23 L’article 103, paragraphe 2, point a), ii), du règlement (UE) n° 1308/2013 confère une protection plus étendue si l’utilisation du signe contesté exploite la réputation d’une appellation d’origine ou indication géographique.
24 À titre préliminaire, la chambre de recours estime qu’il convient de souligner que, conformément à l’article 103, paragraphe 2, point a), ii), du règlement (UE) n° 1308/2013, la protection de l’AOP en question peut être invoquée non seulement à l’encontre de produits, mais également à l’encontre de services.
25 L’article 103, paragraphe 2, point a), ii), du règlement (UE) n° 1308/2013 prévoit une protection très large qui a vocation à s’étendre à toute utilisation commerciale directe ou indirecte d’une AOP, dans la mesure où ladite utilisation exploite la réputation de l’AOP. Une interprétation de cet article qui ne permettrait pas de protéger une AOP lorsque le signe litigieux désigne un service non seulement ne serait pas cohérente avec la portée étendue reconnue à la protection des appellations d’origine, mais, en outre, ne permettrait pas d’atteindre pleinement cet objectif de protection, dès lors que la réputation d’un produit bénéficiant d’une AOP est également susceptible d’être indument exploitée lorsque la pratique visée à cette disposition concerne un service [voir, par analogie, 09/09/2021, C-783/19,
Champanillo, EU:C:2021:713, § 50-52; 01/09/2022, R 1714/2021-5, THE
GRAND WINES GW RIOJA ALAVESA (fig.)/Rioja (DENOMINACION DE
ORIGEN PROTEGIDA) et al, § 51-58].
26 La division d’opposition a estimé que le fait que le signe contesté comprenne le terme «Champagne» ne signifie pas nécessairement que les services contestés de publicité, gestion des affaires commerciales, administration commerciale et travaux de bureau sont liés aux vins protégés par l’AOP «Champagne», étant donné que la référence à «Champagne» en lien avec ces services pourrait également être interprétée comme une référence à un lieu géographique, à savoir la région de la Champagne.
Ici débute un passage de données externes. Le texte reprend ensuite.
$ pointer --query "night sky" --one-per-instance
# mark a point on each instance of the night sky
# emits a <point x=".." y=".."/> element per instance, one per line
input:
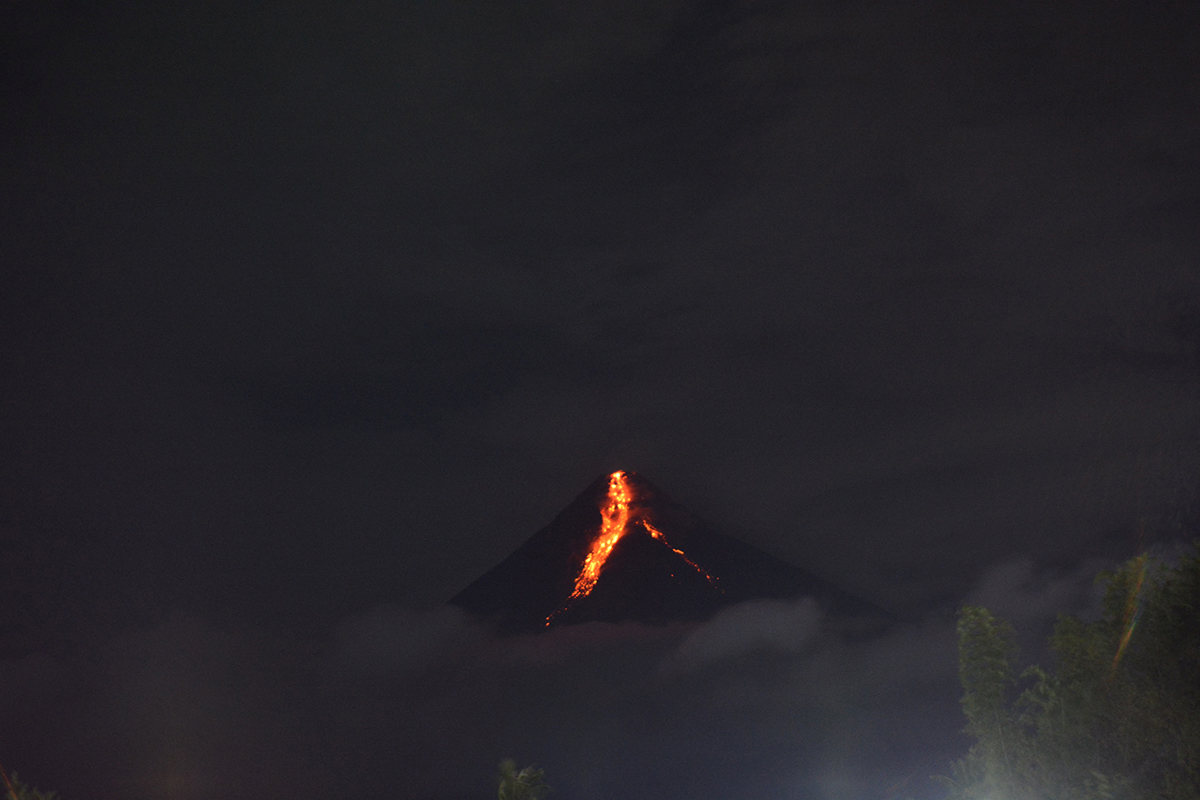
<point x="310" y="314"/>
La division d’opposition a également estimé que les opposantes n’avaient pas suffisamment démontré en quoi l’usage de la marque contestée tirerait indûment profit de la réputation de l’AOP antérieure au-delà de leurs déclarations générales.
27 Toutefois, la chambre de recours partage l’avis des opposantes selon lequel les services contestés en cause sont larges et peuvent apparaître comme étant spécialisés ou spécifiquement conçus pour des entreprises qui souhaitent exercer des activités liées aux vins de Champagne ou utiliser de tels vins [voir, par analogie,
01/09/2022, R 1714/2021-5, THE GRAND WINES GW RIOJA ALAVESA (fig.)/Rioja (DENOMINACION DE ORIGEN PROTEGIDA) et al, § 61].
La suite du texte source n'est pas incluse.